Python uses indentation (tabs or spaces) to define blocks of code. The line preceding each indented block terminates with a colon (:). Most other modern programming languages use braces to define code blocks.

Numbers and arithmetic in Python

Python has four numeric types (NumPy adds several more), but usually you will be using just two of them: integers (type int) and floats (type float). Literal numbers in Python that look like integers are treated as such. Hence, x = 3 creates a variable named x that holds the integer value 3. If you want x to be a float, define it as x = 3., x = 3.0, or x = float(3).

Division of integers returns an integer result. The value of y in the expression y = 3 / 5 is zero.

The exponentiation operator in Python is **, not ^.

Python has a subset of c's in-place arithmetic operators:

x += y ## Add y to x in place
x -= y ## Subtract y from x in place
x *= y ## Multiply x by y in place
x /= y ## Divide x by y in place

There are no autoincrement/decrement operators (++ or --) in Python.

See here for more information about numeric values and arithmetic in Python.

Strings in python

Strings (of text) can be enclosed in single quotes or double quotes, the meaning is the same:

name = "Fred"
name = 'Fred'  ## The same

You can concatenate strings using +:

place = "Ann Arbor" + ", " + "Michigan"

Strings can be replicated using *

## v will hold the string 'abcabcabc'
v = "abc" * 3

The in operator tests whether a substring is contained within a string:

## This is True
"grapes" in "apples, grapes, oranges"

There are many useful string methods in Python, see here for details.

Basic data structures

Python has three main built-in data structures, all of which are heavily-used in nearly all types of programming.

Lists

A list holds a sequence of arbitrary data types. Literal lists are defined using square brackets:

L = ["a", "egg", 35]

Lists are not "flattened", so [1, 2, [3, 4]] is a list of length 3, and is not the same as [1, 2, 3, 4] which is a list of length 4.

All indexing in Python is zero-based, so the first element of L is L[0] (below we will discuss indexing in more detail).

There are many useful built-in list methods, such as append, index, extend, remove, and pop. A method is a function that is called using the notation object.method(argument). For example:

A = [5, 3, 1, 2]  ## Create a list called "A" with 4 elements
A.append(35)      ## A now has 5 elements
A.index(3)        ## Returns 1

The in operator tests whether something is an element of a list:

5 in [2, 3, 6, 5, 4]               ## Returns True
"dog" in ["cat", 27, "elephant"]   ## Returns False

The range function is used to build lists of regularly spaced integer values (i.e. arithmetic sequences). The NumPy analogue of range is np.arange.

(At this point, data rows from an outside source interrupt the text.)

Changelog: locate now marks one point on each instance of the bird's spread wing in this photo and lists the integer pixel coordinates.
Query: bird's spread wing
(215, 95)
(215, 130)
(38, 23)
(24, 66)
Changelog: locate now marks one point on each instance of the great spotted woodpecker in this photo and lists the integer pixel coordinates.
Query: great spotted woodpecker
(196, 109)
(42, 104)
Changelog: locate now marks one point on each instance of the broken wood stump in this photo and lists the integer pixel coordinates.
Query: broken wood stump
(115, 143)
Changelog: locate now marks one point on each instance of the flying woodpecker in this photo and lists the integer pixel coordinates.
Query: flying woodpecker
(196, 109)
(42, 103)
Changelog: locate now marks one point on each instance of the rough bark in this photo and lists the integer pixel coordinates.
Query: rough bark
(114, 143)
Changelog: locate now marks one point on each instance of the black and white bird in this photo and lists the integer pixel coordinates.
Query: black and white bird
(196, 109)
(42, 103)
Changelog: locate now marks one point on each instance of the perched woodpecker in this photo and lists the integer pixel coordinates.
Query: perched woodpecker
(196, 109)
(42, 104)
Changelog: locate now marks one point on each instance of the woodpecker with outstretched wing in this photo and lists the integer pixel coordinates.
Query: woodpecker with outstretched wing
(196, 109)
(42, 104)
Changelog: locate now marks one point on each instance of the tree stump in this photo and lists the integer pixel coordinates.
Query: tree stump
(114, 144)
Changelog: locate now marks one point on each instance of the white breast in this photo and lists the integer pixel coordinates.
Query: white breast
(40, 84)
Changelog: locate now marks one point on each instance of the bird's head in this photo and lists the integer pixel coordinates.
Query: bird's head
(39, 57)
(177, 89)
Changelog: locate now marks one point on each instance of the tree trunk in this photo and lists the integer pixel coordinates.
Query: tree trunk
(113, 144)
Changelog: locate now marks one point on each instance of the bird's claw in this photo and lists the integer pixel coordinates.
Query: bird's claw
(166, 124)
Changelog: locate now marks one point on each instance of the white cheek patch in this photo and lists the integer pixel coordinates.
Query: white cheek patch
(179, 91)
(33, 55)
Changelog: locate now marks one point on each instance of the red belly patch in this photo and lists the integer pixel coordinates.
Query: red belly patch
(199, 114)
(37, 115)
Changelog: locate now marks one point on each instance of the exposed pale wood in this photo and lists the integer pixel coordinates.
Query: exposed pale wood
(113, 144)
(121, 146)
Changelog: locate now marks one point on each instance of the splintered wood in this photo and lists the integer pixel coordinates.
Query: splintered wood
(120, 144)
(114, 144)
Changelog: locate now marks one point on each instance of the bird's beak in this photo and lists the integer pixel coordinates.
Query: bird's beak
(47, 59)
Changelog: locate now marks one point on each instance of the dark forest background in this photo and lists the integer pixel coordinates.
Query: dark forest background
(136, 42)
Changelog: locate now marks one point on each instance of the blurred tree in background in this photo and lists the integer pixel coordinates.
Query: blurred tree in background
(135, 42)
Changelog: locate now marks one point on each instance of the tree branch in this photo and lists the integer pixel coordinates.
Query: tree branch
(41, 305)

Two arrays can be flatly concatenated using the "+" operator

In [53]: [1,2,3] + [4,5]
Out[53]: [1, 2, 3, 4, 5]

A variant of a list is a "tuple", which is defined using parentheses instead of square brackets:

L = ("a", "egg", 35)

Tuples behave similarly to lists in most ways, but a key difference is that they are "immutable". This means that once you create a tuple, it cannot be changed.

Dictionaries

A dictionary in Python is a map from keys to values. The keys can be any immutable type (usually a string or number), and the values can be any Python type. A dictionary in Python is more or less equivalent to what is called a "map", "hash table", or "associative array" in other languages.

You can create a literal dictionary using braces, with colons used to separate the key/value pairs.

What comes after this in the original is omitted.